The words of Pablo Neruda, Rumi, Maya Angelou, and even Shel Silverstein drifted through the crowd of George Washington University (GW) and VA health care professionals at the Washington, D.C., VA Medical Center Library on April 24. All had gathered for the Third Annual Poetry Fest, held in recognition of National Poetry Month.

“I thought a poetry festival would give the opportunity for others to … share poems with each other, to reflect upon their experiences as clinicians, and to provide an opportunity for personal reflection,” explained Robert Kaiser, M.D., associate professor of medicine at the GW School of Medicine and Health Sciences (SMHS) and creator of the event.

The 27 participants — geriatric medicine and palliative medicine fellows, physicians, and nurse practitioners, among others — recited verses spanning a variety of countries, cultures, and centuries. Some read poems from their homelands, Kaiser said, including two fellows who read poems in both English and Arabic, and tones ranged from humorous to provocative.

“The poems chosen dealt with universal themes: aging, illness, autonomy, independence, freedom, perseverance, resilience, escape, love, loneliness, faith, friendship, spirituality, pain, mortality, contemplation, and the meaning of poetry,” he added.

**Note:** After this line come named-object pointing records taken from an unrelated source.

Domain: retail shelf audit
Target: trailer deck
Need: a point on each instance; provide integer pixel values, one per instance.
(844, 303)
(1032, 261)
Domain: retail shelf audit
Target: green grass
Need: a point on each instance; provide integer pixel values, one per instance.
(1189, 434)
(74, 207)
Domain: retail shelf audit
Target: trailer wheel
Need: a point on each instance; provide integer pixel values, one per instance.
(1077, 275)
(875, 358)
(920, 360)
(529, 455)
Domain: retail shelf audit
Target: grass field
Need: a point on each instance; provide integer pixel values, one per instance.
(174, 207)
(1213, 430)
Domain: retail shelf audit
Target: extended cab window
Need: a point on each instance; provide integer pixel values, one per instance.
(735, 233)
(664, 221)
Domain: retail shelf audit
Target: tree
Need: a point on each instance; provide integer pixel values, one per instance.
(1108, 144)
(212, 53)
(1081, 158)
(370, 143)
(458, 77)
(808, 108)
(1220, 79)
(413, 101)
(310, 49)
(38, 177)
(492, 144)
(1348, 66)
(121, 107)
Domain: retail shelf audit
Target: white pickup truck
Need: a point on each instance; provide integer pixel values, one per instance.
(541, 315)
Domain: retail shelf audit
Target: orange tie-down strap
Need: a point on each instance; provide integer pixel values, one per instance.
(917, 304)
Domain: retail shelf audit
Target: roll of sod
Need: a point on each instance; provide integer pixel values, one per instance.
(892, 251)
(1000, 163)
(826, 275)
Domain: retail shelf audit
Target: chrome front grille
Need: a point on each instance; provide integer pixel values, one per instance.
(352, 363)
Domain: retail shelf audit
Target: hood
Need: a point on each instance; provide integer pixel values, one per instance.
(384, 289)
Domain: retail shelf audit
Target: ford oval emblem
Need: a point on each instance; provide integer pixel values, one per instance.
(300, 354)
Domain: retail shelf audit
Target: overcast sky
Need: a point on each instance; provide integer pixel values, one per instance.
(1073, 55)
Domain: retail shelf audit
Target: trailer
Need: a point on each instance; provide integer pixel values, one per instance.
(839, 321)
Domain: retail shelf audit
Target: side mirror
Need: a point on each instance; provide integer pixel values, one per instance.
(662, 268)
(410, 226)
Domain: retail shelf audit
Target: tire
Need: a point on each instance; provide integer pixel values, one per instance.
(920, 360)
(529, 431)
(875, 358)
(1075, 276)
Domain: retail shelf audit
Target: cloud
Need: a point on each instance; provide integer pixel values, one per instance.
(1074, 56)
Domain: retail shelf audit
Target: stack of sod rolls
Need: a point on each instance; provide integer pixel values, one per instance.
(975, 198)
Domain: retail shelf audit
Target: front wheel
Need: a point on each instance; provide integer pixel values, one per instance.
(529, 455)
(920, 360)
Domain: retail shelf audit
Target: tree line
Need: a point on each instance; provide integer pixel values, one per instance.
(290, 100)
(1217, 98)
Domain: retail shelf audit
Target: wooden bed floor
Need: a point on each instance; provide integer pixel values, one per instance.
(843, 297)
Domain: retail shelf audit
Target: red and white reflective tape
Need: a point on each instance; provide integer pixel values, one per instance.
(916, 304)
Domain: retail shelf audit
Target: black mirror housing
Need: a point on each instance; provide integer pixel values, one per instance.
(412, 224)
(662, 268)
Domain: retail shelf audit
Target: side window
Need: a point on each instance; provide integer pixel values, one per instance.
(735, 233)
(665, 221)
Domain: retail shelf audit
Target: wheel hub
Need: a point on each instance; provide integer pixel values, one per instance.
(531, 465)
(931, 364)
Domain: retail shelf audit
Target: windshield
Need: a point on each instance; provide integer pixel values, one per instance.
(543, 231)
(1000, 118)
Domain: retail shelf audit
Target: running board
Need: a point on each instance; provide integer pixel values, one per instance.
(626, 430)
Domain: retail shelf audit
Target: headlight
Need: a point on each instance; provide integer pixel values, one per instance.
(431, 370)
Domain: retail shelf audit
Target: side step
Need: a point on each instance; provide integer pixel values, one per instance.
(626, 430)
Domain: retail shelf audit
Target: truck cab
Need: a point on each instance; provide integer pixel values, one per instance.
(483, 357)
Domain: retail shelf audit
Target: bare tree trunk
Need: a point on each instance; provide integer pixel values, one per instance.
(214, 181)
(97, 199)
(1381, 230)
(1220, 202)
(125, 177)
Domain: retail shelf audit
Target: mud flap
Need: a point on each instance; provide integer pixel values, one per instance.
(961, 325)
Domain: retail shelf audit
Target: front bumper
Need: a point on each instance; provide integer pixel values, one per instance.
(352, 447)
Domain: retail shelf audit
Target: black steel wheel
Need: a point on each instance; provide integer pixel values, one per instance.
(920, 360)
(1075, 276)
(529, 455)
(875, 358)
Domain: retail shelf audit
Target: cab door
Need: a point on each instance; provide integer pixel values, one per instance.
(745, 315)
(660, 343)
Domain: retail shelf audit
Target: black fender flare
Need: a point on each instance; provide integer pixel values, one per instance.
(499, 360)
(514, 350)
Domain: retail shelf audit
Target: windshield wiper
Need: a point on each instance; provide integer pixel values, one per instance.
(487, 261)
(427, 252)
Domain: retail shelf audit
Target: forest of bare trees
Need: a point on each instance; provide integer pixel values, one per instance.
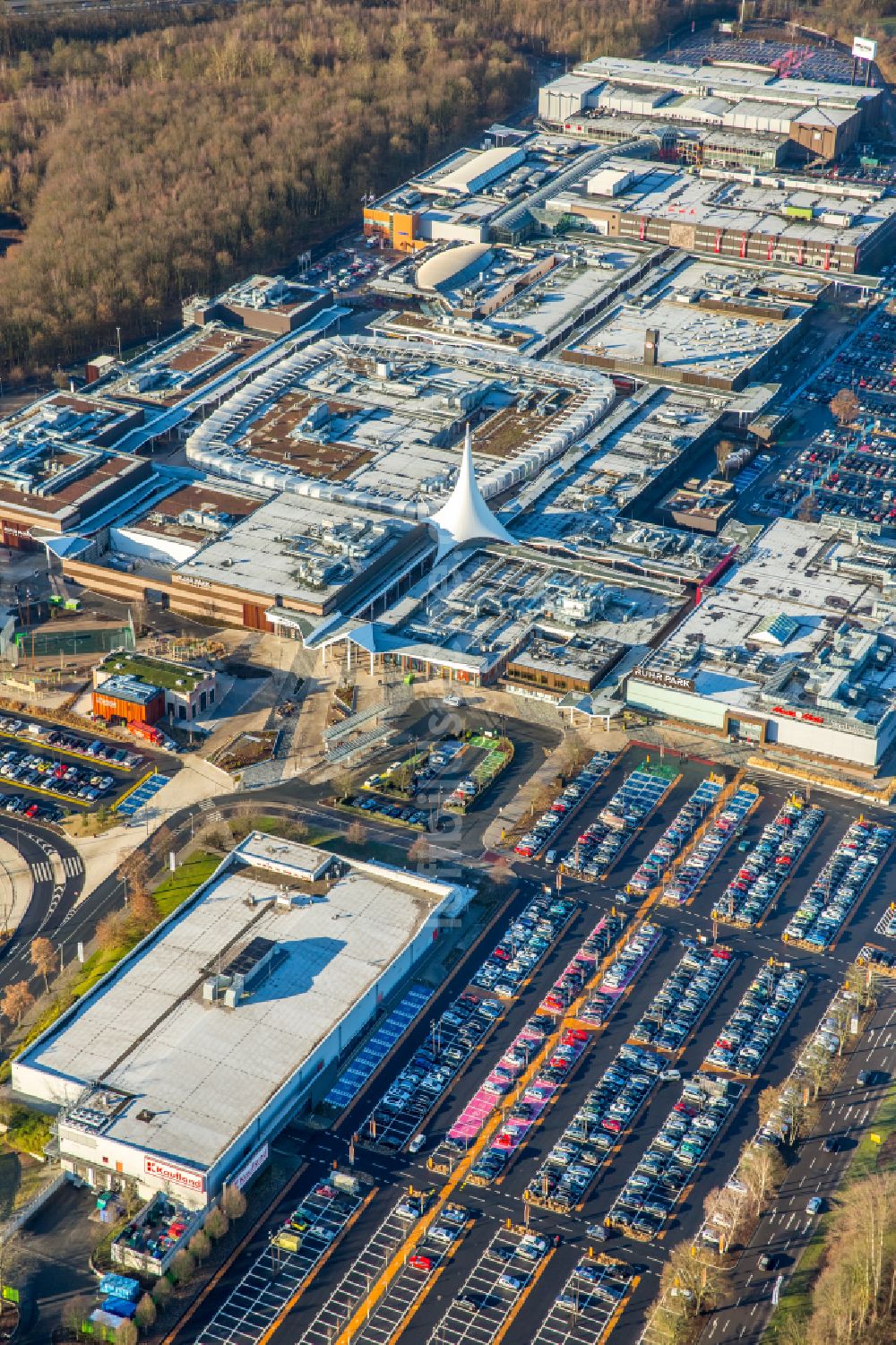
(151, 164)
(155, 152)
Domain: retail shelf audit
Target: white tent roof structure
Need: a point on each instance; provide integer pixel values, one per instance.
(466, 518)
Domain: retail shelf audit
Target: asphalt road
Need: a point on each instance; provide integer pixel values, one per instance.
(786, 1227)
(504, 1200)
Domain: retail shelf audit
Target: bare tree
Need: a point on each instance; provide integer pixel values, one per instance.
(844, 405)
(356, 834)
(199, 1246)
(694, 1275)
(761, 1169)
(183, 1267)
(724, 450)
(142, 908)
(16, 1001)
(420, 850)
(233, 1203)
(217, 1224)
(110, 931)
(147, 1313)
(134, 870)
(43, 959)
(161, 1291)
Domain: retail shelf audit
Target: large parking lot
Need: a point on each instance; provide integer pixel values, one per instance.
(48, 770)
(592, 1071)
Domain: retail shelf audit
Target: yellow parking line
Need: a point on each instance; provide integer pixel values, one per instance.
(322, 1261)
(428, 1285)
(483, 1138)
(614, 1321)
(134, 789)
(514, 1312)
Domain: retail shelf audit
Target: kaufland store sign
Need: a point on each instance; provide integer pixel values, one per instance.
(169, 1172)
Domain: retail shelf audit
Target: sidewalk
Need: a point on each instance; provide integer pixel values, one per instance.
(16, 884)
(596, 740)
(102, 854)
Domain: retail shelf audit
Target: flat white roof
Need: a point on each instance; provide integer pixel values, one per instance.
(204, 1071)
(472, 168)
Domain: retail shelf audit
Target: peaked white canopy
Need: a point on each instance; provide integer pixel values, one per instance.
(466, 518)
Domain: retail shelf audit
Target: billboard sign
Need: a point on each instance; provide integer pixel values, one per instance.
(169, 1172)
(251, 1168)
(866, 48)
(659, 678)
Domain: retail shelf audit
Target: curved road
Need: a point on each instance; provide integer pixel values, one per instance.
(48, 857)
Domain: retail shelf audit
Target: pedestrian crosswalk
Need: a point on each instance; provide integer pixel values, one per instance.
(42, 869)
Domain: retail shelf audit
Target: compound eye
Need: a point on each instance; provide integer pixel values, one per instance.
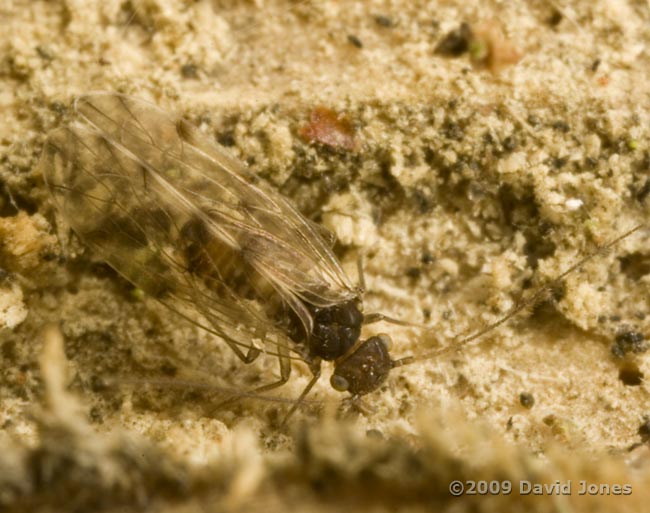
(339, 383)
(386, 340)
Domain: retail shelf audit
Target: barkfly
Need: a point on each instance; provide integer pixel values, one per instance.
(192, 227)
(195, 229)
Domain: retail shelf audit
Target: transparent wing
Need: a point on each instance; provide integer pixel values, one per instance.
(246, 213)
(186, 223)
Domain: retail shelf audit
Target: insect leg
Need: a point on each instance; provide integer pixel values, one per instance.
(285, 372)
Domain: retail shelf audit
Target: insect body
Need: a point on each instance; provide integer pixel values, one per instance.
(180, 219)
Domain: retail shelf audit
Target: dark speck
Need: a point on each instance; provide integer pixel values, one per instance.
(383, 21)
(456, 42)
(527, 400)
(354, 40)
(190, 71)
(510, 143)
(226, 139)
(559, 162)
(413, 272)
(555, 18)
(630, 375)
(629, 342)
(562, 126)
(644, 430)
(427, 258)
(533, 120)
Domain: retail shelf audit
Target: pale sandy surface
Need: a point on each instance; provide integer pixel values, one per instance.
(466, 188)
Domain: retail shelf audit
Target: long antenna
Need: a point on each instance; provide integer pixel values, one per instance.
(542, 291)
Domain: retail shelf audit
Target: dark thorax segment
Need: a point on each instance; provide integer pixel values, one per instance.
(336, 330)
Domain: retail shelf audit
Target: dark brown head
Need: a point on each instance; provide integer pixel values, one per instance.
(365, 369)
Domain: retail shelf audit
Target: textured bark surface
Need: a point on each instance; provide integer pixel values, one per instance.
(469, 166)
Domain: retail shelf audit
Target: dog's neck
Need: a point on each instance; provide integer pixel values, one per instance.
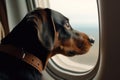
(27, 42)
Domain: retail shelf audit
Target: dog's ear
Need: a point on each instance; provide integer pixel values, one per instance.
(45, 27)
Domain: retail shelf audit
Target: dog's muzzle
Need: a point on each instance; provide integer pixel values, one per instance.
(91, 40)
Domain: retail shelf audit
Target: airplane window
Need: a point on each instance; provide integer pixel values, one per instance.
(83, 17)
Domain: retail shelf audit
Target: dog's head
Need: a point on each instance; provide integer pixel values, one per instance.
(47, 30)
(56, 34)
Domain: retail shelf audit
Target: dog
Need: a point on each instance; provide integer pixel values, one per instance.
(42, 33)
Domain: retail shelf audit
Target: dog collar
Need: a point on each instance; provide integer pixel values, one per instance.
(26, 57)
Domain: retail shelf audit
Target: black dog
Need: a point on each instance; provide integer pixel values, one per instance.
(42, 34)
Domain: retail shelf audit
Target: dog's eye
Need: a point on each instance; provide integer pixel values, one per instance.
(67, 25)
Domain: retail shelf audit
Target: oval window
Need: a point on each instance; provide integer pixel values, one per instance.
(83, 16)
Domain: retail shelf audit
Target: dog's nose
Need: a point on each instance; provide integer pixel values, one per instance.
(91, 40)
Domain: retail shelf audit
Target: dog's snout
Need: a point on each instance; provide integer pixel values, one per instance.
(91, 40)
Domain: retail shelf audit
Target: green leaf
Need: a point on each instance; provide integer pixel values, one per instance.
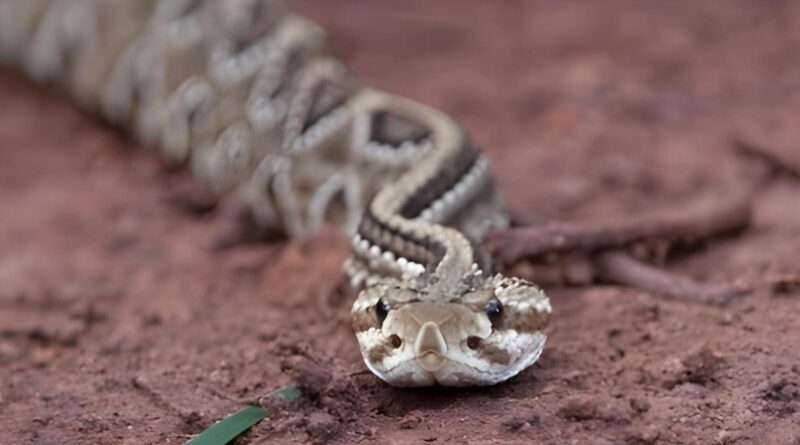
(228, 428)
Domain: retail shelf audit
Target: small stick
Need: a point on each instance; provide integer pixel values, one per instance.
(622, 268)
(702, 219)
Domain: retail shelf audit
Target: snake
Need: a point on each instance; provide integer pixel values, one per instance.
(248, 97)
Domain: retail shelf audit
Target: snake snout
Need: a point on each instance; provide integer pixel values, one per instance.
(430, 347)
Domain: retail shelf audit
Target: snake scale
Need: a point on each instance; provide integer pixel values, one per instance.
(246, 94)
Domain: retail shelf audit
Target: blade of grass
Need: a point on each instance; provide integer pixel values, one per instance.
(228, 428)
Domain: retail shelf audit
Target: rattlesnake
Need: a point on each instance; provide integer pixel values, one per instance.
(246, 94)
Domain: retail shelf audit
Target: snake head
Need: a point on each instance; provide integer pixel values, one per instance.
(487, 334)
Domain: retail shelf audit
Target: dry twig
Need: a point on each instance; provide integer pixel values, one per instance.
(702, 219)
(595, 248)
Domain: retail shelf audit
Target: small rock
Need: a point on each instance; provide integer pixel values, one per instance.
(521, 420)
(639, 405)
(42, 356)
(699, 366)
(595, 407)
(646, 436)
(321, 426)
(410, 421)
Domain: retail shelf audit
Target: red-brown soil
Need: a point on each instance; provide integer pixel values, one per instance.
(119, 325)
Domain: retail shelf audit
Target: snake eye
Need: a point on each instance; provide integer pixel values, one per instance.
(382, 310)
(494, 310)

Kaiser, whose background in the humanities includes degrees in history and in the history of medicine, serves as a faculty member at the SMHS Center for Aging, Health, and Humanities, with the goal of integrating the humanities into medical education. While the center wasn’t directly involved with the Poetry Fest, Kaiser said, he sees it as a primary motivating force, and his role there has allowed him to better champion the importance of art forms like literature and philosophy.

“The humanities provide a window into the human condition, a means for understanding ourselves, understanding each other, and for becoming better, more empathetic clinicians,” Kaiser said. “The humanities are an example of the best we can be. Poetry is an art form that can and should be admired for its meaning, but also for its beauty, its rhythm, its rich language, and how it sounds when it is read out loud by someone who finds it personally significant.”